TCU: NEWS & EVENTS

TCU alumnae help patients find their true voices




Fort Worth, TX

5/7/2010



By: Stephanie Patrick

Kim Chachere Coker, M.S., CCC-SLP, entered TCU with dreams of becoming a physician, but the opportunity to take a speech pathology class early in her undergraduate studies helped Coker find her calling.

“I took the course to fill a degree requirement and I had an interest because my brother had speech issues related to a cleft palate,” she said. “That first class at TCU really intrigued me.

“I thought working in speech pathology might be a better fit for me than being a physician because I would be able to spend more quality time with the patients, but still keep my brain active and challenged.”

Now, after earning her bachelor’s degree in speech-language pathology in 1990, Fort Worth resident Coker helps others find their true voices. As founder and an outpatient speech pathologist at The D. Wayne Tidwell Voice, Speech and Swallowing Center at Baylor All Saints Medical Center at Fort Worth, Coker and her staff help patients overcome voice disturbances including chronic cough, spastic dysphonia, reflux, polyps and vocal cord paralysis. Head and neck cancer patients often receive therapy related to voice, speech and swallowing at various points in their treatment.

“We help anyone who depends on his or her voice for his or her livelihood,” said Coker, who went on to earn a master’s degree from Vanderbilt University and then worked at Saint Joseph’s Hospital in Atlanta. “That could be anyone working in retail to professional voice users, including speakers and singers, attorneys, ministers and teachers.”

Sometimes a patient says his or her vocal quality has changed, or the individual may experience vocal fatigue or pain or discomfort when speaking, she said.

Athletes, often teen-age girls, also seek therapy for breathing problems that mimic asthma, but learn it’s vocal cord dysfunction. Behavioral intervention therapy is similar to physical therapy, in that it’s neuromuscular re-education of muscles. Coker said most insurance plans cover the sessions. Many times, problems can be corrected in four to eight sessions.

“More often, we are coordinating vocal subsystems, including respiration, phonation and resonation,” she said. “We teach patients to eliminate muscular tension in the upper body (jaw, tongue, larynx, neck), and replace these maladaptive compensations with efficient voice production.”

Voice therapy also can eliminate certain benign growths in the larynx, Coker said.

Following industry guidelines, she said anyone experiencing hoarseness or other vocal problems for two weeks or more should seek medical advice. The Tidwell Center records about 3,000 patient visits each year.

Coker said she never tires of assisting patients.

“Voice disorders can have a dramatic impact on a person’s life, and can also be emotionally isolating,” she said. “Often, patients are referred who have been to countless healthcare providers and no one knows how to help them. They are excited just to have someone who is familiar with their symptoms.”

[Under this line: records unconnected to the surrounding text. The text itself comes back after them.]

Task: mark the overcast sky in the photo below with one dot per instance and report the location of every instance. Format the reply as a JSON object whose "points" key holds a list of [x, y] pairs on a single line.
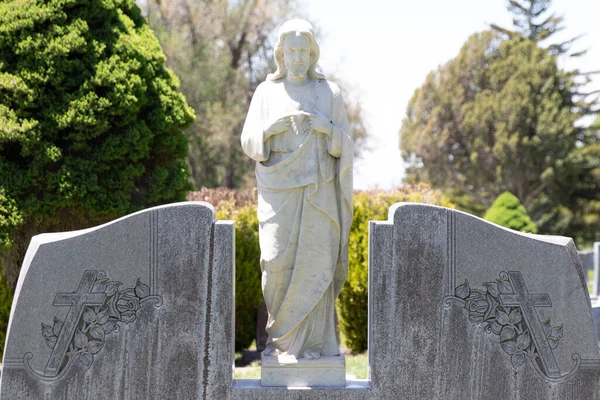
{"points": [[385, 49]]}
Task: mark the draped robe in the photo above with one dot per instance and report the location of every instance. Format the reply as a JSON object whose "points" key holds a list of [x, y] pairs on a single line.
{"points": [[304, 211]]}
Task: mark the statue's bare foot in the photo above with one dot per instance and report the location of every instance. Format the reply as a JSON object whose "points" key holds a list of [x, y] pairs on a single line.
{"points": [[311, 355], [271, 352]]}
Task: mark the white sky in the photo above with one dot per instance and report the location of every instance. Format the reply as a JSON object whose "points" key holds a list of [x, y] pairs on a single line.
{"points": [[385, 49]]}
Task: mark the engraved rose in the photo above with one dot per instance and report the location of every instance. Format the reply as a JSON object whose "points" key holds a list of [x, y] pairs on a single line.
{"points": [[477, 305], [127, 304]]}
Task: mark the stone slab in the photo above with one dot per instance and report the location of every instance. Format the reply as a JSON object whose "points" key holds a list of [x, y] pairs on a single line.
{"points": [[121, 311], [443, 274], [426, 337], [328, 371]]}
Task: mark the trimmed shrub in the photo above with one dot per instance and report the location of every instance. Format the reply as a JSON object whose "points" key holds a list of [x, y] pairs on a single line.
{"points": [[240, 206], [507, 211]]}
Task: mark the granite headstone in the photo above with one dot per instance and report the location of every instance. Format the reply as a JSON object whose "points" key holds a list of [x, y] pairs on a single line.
{"points": [[458, 308], [481, 311], [121, 311]]}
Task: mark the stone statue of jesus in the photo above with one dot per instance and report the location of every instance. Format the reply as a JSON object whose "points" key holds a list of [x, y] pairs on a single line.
{"points": [[297, 131]]}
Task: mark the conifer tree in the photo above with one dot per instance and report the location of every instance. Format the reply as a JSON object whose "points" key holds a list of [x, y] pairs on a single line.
{"points": [[507, 211], [90, 119]]}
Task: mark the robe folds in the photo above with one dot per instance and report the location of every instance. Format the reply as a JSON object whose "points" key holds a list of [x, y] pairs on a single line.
{"points": [[304, 210]]}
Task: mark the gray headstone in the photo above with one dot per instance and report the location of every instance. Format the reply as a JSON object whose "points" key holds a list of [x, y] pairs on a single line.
{"points": [[596, 267], [434, 277], [480, 311], [121, 311], [587, 263]]}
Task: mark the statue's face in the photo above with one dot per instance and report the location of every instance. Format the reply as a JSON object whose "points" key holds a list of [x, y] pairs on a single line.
{"points": [[296, 55]]}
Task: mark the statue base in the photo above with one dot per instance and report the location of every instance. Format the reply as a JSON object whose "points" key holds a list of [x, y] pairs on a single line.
{"points": [[327, 371]]}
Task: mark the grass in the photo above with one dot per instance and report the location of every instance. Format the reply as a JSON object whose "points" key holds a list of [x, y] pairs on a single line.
{"points": [[356, 368]]}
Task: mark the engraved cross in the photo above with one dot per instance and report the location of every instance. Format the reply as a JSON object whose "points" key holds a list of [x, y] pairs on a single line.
{"points": [[77, 301], [527, 302]]}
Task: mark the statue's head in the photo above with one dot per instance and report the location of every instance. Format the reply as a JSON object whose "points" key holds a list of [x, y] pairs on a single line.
{"points": [[296, 35]]}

But, centers such as Tidwell are rare and few speech pathologists nationwide specialize in voice care. Coker said that’s because voice problems are under-referred by physicians and the general public is very accepting of variations in voices. Even when there are noticeable problems, it’s often assumed nothing can be done to correct them.

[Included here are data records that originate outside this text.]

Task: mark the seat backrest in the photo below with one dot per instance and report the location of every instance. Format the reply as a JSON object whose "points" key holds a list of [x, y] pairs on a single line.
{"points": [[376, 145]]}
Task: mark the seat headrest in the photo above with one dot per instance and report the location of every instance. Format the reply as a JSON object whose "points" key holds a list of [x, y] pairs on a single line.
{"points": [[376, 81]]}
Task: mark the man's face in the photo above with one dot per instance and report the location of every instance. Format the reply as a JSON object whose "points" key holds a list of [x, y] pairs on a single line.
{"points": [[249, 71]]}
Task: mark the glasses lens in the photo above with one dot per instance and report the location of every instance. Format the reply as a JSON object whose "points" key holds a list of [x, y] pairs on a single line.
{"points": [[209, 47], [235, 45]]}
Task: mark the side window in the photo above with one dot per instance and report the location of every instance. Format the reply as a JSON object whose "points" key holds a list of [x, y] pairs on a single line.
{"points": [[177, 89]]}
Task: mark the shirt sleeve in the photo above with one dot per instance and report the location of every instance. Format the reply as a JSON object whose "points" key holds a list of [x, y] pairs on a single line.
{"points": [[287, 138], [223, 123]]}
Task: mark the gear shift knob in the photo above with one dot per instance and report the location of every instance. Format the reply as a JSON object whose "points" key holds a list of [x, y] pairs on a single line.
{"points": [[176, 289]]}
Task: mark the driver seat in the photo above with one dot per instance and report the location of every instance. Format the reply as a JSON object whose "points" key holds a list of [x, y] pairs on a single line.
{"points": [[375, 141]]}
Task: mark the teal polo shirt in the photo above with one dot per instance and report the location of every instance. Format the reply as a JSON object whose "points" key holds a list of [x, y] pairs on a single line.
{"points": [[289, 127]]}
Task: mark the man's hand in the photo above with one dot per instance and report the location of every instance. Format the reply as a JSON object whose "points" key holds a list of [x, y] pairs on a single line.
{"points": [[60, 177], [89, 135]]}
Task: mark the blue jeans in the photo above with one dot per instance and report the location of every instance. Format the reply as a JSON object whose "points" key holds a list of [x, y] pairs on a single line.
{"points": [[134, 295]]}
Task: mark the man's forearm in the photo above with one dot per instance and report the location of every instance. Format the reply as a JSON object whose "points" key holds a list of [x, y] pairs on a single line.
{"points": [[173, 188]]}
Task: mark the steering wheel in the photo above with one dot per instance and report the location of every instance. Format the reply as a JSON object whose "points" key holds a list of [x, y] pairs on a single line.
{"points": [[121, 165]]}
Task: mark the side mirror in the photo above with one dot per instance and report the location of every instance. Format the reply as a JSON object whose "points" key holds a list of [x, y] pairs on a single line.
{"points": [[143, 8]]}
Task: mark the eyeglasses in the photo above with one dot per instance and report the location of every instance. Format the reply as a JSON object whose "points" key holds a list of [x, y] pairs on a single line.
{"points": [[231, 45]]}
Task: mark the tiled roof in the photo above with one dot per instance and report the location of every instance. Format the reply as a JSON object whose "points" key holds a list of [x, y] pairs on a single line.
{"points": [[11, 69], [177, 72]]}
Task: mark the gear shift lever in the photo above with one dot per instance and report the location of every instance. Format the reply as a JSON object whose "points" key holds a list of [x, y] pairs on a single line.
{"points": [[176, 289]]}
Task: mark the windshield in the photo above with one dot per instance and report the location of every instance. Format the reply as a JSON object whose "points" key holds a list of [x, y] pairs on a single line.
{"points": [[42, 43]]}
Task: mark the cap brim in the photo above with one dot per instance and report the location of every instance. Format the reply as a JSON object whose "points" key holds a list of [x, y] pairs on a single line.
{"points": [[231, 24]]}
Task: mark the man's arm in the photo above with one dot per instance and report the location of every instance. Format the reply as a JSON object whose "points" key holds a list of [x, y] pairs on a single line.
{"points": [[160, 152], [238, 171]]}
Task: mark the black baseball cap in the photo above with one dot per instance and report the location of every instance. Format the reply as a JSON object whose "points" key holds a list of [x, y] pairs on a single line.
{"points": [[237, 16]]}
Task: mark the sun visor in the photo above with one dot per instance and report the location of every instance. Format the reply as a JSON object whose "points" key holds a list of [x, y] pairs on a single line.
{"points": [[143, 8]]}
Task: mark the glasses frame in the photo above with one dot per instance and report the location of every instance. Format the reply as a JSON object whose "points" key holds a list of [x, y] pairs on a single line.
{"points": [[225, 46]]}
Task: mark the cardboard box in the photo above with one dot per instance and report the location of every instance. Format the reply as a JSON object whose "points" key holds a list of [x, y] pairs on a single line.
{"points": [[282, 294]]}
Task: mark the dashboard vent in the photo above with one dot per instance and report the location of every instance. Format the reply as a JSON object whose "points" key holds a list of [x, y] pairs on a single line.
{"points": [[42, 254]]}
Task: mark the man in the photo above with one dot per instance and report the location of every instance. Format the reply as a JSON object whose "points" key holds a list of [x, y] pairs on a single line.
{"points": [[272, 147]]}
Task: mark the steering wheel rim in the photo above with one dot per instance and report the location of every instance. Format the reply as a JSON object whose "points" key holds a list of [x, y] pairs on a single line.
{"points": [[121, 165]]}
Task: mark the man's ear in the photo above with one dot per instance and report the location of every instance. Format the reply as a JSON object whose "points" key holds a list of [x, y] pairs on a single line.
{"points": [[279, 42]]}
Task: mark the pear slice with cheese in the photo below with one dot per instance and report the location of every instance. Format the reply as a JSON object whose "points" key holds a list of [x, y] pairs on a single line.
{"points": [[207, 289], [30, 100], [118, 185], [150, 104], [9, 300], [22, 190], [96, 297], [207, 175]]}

When Coker began working at Baylor All Saints in 1998, her position was part time. D. Wayne Tidwell, a patient and a founder of the famed Weaver and Tidwell LLP accounting firm -- now known as Weaver -- provided seed money for more equipment a few years later, and the center grew from there. The center now has four full-time speech pathologists, including Shelby Diviney, M.S., CCC-SLP, who earned her master’s degree from TCU in 2006 and interned at the center before graduation.

Tidwell is the only freestanding clinic of its kind in Fort Worth. Coker and Diviney said the closest comparable clinic is at The University of Texas Southwestern Medical Center at Dallas.

“We see primarily adults, drawing patients from all over North Texas and receiving referrals from as far away as Houston and San Antonio,” Coker said. “It often depends where the doctors are. It’s only recently that North Texas has had a physician who specializes in voice; he’s at UT Southwestern.”

The center also receives referrals from as far away as Nashville.

“We are always trying to keep up with advancements in technology,” Coker said. “Currently, we are providing the same diagnostics/standard of care found in the best voice centers in the country.

“One piece that we are about to add is aerodynamic or airflow diagnostics. This provides information regarding the amount of air a patient is using when they speak. It is helpful for the therapist in pinpointing and substantiating problems in voice production, as well as in guiding patient’s therapy. It will also be useful in providing the patient feedback to assist with implementing techniques presented by the clinician.”

Diviney, who earned her undergraduate degree at Abilene Christian University and whose mother is a speech pathologist, said the team also welcomes opportunities to speak to community groups about voice problems and therapies.

“The voice is often overlooked, but we’ll come to anyone who calls,” she said.

Each credits TCU for providing a strong base in communications and hearing sciences.

“The professors completely prepared me for graduate school and I wouldn’t have had as many opportunities at Vanderbilt had I not come into the program with such a strong base,” Coker said.